Hash key generation - sequence of columns

For Hub table hash key generation,
we have BKCC (business key collision code) + Employee_Id

For the Satellite Table defined as,
name + phone_no + gender + email_id

If I take the columns of the satellite table which will take part in hash diff generation and arrange them in alphabetical order, and run the hash algo, is there a risk in following this approach?

If the take the columns of the hub table which will take part in hash key generation and arrange them in alphabatical order and then run the hash algo, is there a risk for this approach?

I am aware that a metadata table can be setup to mention the business key columns for hub
And satellite table columns for generation of hash diff.

Want to explore this idea whether it makes sense to follow the approach I am suggestion or are there hidden risks that I am unable to see?

@Nikunj -

Clearly, you’re aware that order matters when hashing any concatenated set of values.
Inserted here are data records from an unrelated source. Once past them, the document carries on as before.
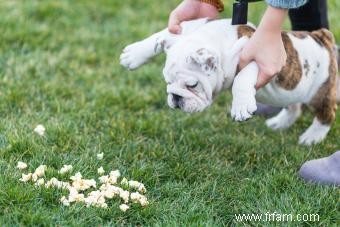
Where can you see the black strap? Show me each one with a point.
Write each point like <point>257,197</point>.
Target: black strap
<point>240,11</point>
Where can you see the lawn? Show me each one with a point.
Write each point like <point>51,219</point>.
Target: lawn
<point>59,66</point>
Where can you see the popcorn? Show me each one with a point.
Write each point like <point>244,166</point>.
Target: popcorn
<point>101,171</point>
<point>100,156</point>
<point>65,169</point>
<point>76,197</point>
<point>124,195</point>
<point>40,182</point>
<point>104,179</point>
<point>136,197</point>
<point>64,201</point>
<point>113,176</point>
<point>26,177</point>
<point>137,185</point>
<point>55,183</point>
<point>96,198</point>
<point>21,165</point>
<point>110,191</point>
<point>40,171</point>
<point>83,184</point>
<point>124,182</point>
<point>76,177</point>
<point>34,177</point>
<point>123,207</point>
<point>40,130</point>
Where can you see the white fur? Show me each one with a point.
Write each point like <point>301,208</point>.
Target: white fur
<point>285,118</point>
<point>207,54</point>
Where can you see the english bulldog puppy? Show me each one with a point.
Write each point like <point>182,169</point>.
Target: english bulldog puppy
<point>203,61</point>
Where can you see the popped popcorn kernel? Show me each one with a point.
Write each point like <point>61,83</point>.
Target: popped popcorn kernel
<point>124,182</point>
<point>65,169</point>
<point>26,177</point>
<point>40,130</point>
<point>104,179</point>
<point>34,177</point>
<point>100,156</point>
<point>76,177</point>
<point>21,165</point>
<point>124,195</point>
<point>40,171</point>
<point>137,185</point>
<point>40,182</point>
<point>101,171</point>
<point>97,197</point>
<point>64,201</point>
<point>123,207</point>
The key is that your choice of ordering is consistent and not so much which type of ordering you choose.

In fact, dbtvault uses alphabetical order as the sorting of choice for hashkey and hashdiff generation:

Hashing is sensitive to column ordering. If you provide the is_hashdiff: true flag to your column specification in the stage macro, dbtvault will automatically sort the provided columns alphabetically. Columns will be sorted by their alias.

Whatever you choose, simply ensure that the approach is consistent from that point onward.

If I may also add (and I know you didn’t ask), the other elements of hash generation are also critical to consider. Specifically:

  1. Choose a strong delimiter when concatenating the values
  2. Choose a specific, unique value to represent NULLs from your dataset (example, ‘^^’)
  3. Character set and encoding
  4. Case sensitivity
  5. Stripping leading and trailing white space
  6. Casting ALL data types to VARCHAR (string)
2 Likes

Concise me lord, concise

1 Like

Thanks @Nicruzer and yes, other elements of hash generation are considered. :slight_smile:

1 Like